8.Clarice: ...Eu acho que a minha mãe, porque ela pegou um “Harry Potter” pra mim na biblioteca do centro cultural... que tava lá o... “Pedra filosofal”. Eu acho

que foi por isso.

P: E a partir desse livro que cê começou...

Clarice: É depois de “Harry Potter”, eu peguei “Nárnia” e fui pegando os outros

(Leitora/BVN – 13 anos, entrevista, 2014).

9.Lorena: Minha tia. Sempre, desde pequenininha, ela falava pra eu ler livros, pegava o livro e me dava, me emprestava. Coisas assim... Ela começou a me dar

livro, eu comecei a gostar e eu tenho uns dez lá no meu quarto (Leitora/BNE – 13 anos, entrevista, 2014).

10.Jordana: ...lá em casa sempre teve muito livro, todo livro que a gente queria ela (mãe) arrumava um jeito de conseguir (Leitora/BVN – 15 anos, entrevista,

Sendo que esse acesso é facilitado por diferentes estratégias: compras, presentes: “...(a tia)

pegava o livro e me dava, me emprestava (Letícia/BVN – 13 anos), empréstimos de livros:

“...ela pegou um “Harry Potter” pra mim na biblioteca...”(Clarice/BVN – 13 anos) e a formação da biblioteca pessoal e / ou familiar: “...Ela (a tia) começou a me dar livro, eu

comecei a gostar e eu tenho uns dez lá no meu quarto...” (Letícia/BVN – 13 anos), que

transita por variadas esferas – a biblioteca pública, a própria família e o mercado livreiro.

Localizamos ainda, nas famílias, condutas associadas à perspectiva de compensação dos filhos em relação à aproximação dos bens escritos, cujos pais foram privados:

11.Bruna: Bom... Deixa eu pensar, além da minha mãe, o meu tio /.../ P: E a sua mãe? Fala um pouquinho mais especificamente dela.

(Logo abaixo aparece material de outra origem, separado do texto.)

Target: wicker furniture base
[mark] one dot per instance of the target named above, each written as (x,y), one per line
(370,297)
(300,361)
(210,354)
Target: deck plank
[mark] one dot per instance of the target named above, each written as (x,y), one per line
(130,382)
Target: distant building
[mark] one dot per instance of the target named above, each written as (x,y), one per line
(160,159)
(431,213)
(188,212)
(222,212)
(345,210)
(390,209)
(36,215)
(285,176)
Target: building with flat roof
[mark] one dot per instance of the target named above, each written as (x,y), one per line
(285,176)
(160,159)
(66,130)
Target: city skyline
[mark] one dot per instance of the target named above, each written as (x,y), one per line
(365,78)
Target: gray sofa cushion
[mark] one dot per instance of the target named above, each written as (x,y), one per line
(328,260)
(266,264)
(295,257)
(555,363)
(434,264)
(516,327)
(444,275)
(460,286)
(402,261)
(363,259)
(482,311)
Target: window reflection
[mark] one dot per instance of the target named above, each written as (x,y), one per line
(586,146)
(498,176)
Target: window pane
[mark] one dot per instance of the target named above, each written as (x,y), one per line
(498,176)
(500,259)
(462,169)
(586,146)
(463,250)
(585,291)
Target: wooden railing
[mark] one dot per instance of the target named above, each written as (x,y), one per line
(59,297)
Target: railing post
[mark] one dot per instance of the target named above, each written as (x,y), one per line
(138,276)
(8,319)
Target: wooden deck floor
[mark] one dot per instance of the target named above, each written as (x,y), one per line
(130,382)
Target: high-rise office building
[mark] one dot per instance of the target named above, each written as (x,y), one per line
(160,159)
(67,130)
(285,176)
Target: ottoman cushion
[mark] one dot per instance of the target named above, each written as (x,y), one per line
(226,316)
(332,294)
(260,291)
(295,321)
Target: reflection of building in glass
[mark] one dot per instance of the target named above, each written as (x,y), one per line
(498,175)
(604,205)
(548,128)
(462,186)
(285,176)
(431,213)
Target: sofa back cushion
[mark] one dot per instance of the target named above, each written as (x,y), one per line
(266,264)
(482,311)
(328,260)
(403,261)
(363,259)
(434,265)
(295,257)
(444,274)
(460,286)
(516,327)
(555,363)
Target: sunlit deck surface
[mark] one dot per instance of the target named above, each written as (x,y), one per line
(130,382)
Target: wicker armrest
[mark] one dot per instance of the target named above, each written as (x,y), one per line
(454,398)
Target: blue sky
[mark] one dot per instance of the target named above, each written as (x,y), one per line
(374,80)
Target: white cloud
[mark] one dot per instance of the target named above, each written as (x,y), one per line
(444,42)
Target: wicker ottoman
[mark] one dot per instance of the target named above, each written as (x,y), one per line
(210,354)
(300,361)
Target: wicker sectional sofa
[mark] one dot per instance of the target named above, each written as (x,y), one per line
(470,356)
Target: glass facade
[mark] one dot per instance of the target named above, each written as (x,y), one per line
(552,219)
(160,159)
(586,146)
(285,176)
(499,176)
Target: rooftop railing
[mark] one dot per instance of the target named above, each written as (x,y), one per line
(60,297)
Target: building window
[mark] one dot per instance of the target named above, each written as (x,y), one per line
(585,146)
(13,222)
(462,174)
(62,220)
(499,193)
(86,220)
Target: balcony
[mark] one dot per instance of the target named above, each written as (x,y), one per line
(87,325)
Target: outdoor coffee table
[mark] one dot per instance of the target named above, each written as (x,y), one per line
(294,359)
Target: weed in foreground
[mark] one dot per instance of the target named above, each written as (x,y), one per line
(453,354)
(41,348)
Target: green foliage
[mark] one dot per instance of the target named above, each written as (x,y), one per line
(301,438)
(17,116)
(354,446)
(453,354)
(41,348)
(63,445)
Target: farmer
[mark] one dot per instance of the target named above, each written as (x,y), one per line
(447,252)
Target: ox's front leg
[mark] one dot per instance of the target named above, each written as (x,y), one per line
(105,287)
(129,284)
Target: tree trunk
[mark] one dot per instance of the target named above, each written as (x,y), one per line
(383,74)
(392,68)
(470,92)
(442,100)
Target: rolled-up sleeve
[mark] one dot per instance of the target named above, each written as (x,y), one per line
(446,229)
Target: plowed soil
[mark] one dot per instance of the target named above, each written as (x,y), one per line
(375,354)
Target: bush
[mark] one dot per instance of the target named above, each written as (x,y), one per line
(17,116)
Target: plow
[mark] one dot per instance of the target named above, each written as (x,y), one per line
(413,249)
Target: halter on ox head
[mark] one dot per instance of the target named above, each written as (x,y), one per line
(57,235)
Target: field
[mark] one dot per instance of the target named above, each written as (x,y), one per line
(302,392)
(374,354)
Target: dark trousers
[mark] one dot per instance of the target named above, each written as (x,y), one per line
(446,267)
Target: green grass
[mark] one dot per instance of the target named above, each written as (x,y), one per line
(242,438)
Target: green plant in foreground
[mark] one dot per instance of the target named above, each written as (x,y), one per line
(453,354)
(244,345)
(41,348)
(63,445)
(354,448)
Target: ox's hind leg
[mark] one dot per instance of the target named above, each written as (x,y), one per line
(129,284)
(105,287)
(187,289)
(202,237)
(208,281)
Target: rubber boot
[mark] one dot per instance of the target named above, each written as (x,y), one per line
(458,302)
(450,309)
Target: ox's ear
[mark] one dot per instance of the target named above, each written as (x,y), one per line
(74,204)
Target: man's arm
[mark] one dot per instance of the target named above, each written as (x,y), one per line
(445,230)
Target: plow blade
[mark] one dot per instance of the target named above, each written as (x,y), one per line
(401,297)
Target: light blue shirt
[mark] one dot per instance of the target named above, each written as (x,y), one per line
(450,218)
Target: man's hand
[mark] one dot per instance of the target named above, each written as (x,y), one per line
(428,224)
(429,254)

Bruna: Então, eu sei que ela só fez o Ensino Fundamental e ela sempre queria pra mim o que ela não teve. Igual, ela não sabe ler direito. Ela sabe, mas sempre me

incentivou a ler mais do que ela poderia ler. Tanto que, quando eu tinha uns treze

anos, ela me deu o “Dom Casmurro” pra ler e me deu um dicionário. Eu fiquei com

muita raiva, porque a literatura dele é muito difícil. Eu achei muito difícil e ela

falou: “/.../ toma o dicionário aí”. Eu achei “dura ela”. Só que eu adorei, eu li o

Dom Casmurro umas três vezes depois... (Leitora/BNE – 18 anos, entrevista, 2014).

O depoimento de Bruna explicita que, embora sua mãe não seja plenamente alfabetizada: “...Igual, ela não sabe ler direito. Ela sabe, mas sempre me incentivou a ler mais do que ela poderia ler...”, ao valorizar a cultura escrita, ela demonstra ser letrada, até porque o livro recomendado é “Dom Casmurro”, que compõe o cânone da literatura brasileira.

As famílias também contribuem para as escolhas de leituras literárias dos jovens, ora comprando os livros desejados: “...todo livro que a gente queria ela (mãe) arrumava um jeito

de conseguir (Jordana/BVN – 15 anos), ora de modo mais dirigido, oferecendo leituras

legitimadas em nossa sociedade, como no caso de Bruna que ganhou da mãe “Dom Casmurro” e o dicionário.

Além disso, ainda que algumas vezes, os modos de incentivo à leitura nas famílias sejam enviesados, como por exemplo, a estratégia mercantil utilizada pelo pai de Juliana e a imposição da leitura de “Dom Casmurro” pela mãe de Bruna, a repercussão dessas estratégias nem sempre é negativa: “...eu comecei a ler mais pelo dinheiro /.../ Eu fui tendo

mais prazer em ler os livros /.../ Aí, não foi mais pelo dinheiro, eu já gostava de ler” (Juliana/BCS – 13 anos) e “...ela (mãe) me deu o “Dom Casmurro” pra ler /.../ Eu fiquei com muita raiva, porque a literatura dele é muito difícil /.../ Só que eu adorei...”.